L’attività d’indagine, tra l’altro, avrebbe consentito di ricondurre a Mario Pititto, 29 anni, originario di Mileto, ma residente a Rosarno, e a Francesco Ventrici  la disponibilità di due apparecchi “blackberry Pgp”in comunicazione “citofonica” tra loro. Si tratta, in particolare, di apparati criptati, notoriamente utilizzati dai narcotrafficanti.

 

 

L’abbandono di Mercuri e l’alleanza fra i Fiarè e i Pititto. Sarebbe stata inizialmente affidata a Giuseppe Mercuri, 58 anni, di San Calogero, cognato di Ventrici, l’operazione di importazione in Italia di 8.000 chili di cocaina.

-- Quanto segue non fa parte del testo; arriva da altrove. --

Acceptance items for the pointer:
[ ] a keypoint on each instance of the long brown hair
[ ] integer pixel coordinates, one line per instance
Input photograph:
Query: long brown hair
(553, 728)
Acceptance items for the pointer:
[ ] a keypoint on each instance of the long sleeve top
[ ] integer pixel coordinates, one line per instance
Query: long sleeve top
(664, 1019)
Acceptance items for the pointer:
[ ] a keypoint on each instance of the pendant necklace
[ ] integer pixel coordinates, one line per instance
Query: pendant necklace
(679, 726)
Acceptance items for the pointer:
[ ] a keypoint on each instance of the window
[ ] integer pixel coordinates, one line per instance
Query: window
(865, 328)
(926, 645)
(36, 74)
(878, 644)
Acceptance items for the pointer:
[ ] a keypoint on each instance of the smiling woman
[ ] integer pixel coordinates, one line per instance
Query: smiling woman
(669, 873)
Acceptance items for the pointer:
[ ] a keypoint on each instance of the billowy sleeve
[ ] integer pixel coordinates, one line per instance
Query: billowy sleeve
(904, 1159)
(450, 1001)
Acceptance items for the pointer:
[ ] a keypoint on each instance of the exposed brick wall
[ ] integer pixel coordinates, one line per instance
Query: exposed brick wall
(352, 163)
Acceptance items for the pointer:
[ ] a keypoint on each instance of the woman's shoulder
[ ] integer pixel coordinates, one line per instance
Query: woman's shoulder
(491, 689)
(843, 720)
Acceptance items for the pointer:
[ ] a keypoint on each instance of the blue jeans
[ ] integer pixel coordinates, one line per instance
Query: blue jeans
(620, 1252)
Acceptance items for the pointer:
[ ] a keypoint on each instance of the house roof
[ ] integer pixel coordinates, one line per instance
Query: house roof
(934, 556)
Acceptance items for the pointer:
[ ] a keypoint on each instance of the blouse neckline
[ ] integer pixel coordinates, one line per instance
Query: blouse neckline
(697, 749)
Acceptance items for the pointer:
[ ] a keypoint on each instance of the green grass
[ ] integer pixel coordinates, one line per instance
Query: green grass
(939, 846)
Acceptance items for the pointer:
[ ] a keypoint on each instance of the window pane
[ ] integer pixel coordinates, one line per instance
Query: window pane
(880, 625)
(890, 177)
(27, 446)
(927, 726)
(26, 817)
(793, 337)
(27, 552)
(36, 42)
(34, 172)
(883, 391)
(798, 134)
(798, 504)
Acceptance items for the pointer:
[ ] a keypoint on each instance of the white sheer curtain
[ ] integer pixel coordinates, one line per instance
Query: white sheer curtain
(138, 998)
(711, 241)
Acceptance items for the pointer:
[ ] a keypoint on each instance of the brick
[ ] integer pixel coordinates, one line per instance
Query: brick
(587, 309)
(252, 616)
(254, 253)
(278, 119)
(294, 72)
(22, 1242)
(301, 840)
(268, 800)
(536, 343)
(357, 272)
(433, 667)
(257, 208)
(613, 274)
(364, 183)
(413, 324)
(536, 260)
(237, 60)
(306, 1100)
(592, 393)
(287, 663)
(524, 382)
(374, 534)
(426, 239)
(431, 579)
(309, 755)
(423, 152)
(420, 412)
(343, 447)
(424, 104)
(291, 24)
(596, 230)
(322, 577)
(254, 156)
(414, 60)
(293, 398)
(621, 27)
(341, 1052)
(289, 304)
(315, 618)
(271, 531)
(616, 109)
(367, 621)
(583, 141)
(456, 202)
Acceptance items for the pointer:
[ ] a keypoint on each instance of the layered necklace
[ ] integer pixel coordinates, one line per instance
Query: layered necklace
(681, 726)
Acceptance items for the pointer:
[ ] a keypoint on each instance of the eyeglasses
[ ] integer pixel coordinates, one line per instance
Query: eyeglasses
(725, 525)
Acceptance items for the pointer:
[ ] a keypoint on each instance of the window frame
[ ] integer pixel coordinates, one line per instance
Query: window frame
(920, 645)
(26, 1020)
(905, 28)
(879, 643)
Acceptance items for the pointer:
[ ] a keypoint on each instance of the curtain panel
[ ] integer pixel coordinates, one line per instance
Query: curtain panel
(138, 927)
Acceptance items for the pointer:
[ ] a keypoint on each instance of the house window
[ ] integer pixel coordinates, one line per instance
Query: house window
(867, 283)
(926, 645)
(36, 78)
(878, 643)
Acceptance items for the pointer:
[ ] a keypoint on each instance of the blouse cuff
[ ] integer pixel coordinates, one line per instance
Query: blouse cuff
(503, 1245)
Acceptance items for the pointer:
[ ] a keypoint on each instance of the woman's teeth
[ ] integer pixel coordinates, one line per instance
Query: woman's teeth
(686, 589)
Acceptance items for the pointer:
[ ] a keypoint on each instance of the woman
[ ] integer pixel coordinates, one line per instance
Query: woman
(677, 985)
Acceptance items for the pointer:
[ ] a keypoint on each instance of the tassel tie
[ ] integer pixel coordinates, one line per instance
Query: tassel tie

Non essendo andata a buon fine, Mercuri sarebbe stato però ad un certo punto estromesso dalle negoziazioni.

 

 

Al fine di assicurare continuità alla trattativa, si sarebbe così assistito ad un cambio nelle gerarchie, con l’importazione che sarebbe stata definita dal sodalizio di Mileto unitamente ai Fiarè di San Gregorio d’Ippona i quali avrebbero proseguito in autonomia la trattativa di importazione di cocaina attraverso continui contatti fra Filippo Fiarè, Salvatore Pititto e Fortunato Lo Schiavo, 36 anni, di Mileto, pure lui fra i destinatari del provvedimento di fermo. Gli incontri sarebbero avvenuti in piazza a San Gregorio d’Ippona oppure nel casolare di campagna di Fiarè, mentre altri incontri ci sarebbero stati fra Salvatore Pititto e Benito La Bella, 29 anni di Piscopio, pure lui fra i fermati e persona ritenuta vicina a Filippo Fiarè, tanto che l’utenza telefonica in uso a Maria Vinci, moglie di Filippo Fiarè, risultava intestata proprio a Benito La Bella. Lo stesso La Bella ripreso dalle telecamere installate vicino l’abitazione di Fiarè mentre si recava più volte nel domicilio del boss.